Combined QTL mapping on bi-parental immortalized heterozygous populations to detect the genetic architecture on heterosis

From bi-parental pure-inbred lines (PIL), immortalized backcross (i.e., IB(1) and IB(2), representing the two directions of backcrossing) and F(2) (i.e., IF(2)) populations can be developed. These populations are suitable for genetic studies on heterosis, due to the present of both homozygous and heterozygous genotypes, and in the meantime allow repeated phenotyping trials across multiple locations and years. In this study, we developed a combined approach of quantitative trait locus (QTL) mapping, when some or all of the four immortalized populations (i.e., PIL, IB(1), IB(2), and IF(2)) are available. To estimate the additive and dominant effects simultaneously and accurately, suitable transformations are made on phenotypic values from different populations. When IB(1) and IB(2) are present, summation and subtraction are used. When IF(2) and PIL are available, mid-parental values and mid-parental heterosis are used.
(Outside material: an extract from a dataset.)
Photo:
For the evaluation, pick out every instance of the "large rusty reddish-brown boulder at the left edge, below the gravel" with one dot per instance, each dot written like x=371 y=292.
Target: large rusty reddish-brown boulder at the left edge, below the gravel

One-dimensional genomic scanning is performed to detect the additive and dominant QTLs, based on the algorithm of inclusive composite interval mapping (ICIM). The proposed approach was applied to one IF(2) population together with PIL in maize, and identified ten QTLs on ear length, showing varied degrees of dominance. Simulation studies indicated the proposed approach is similar to or better than individual population mapping by QTL detection power, false discovery rate (FDR), and estimated QTL position and effects.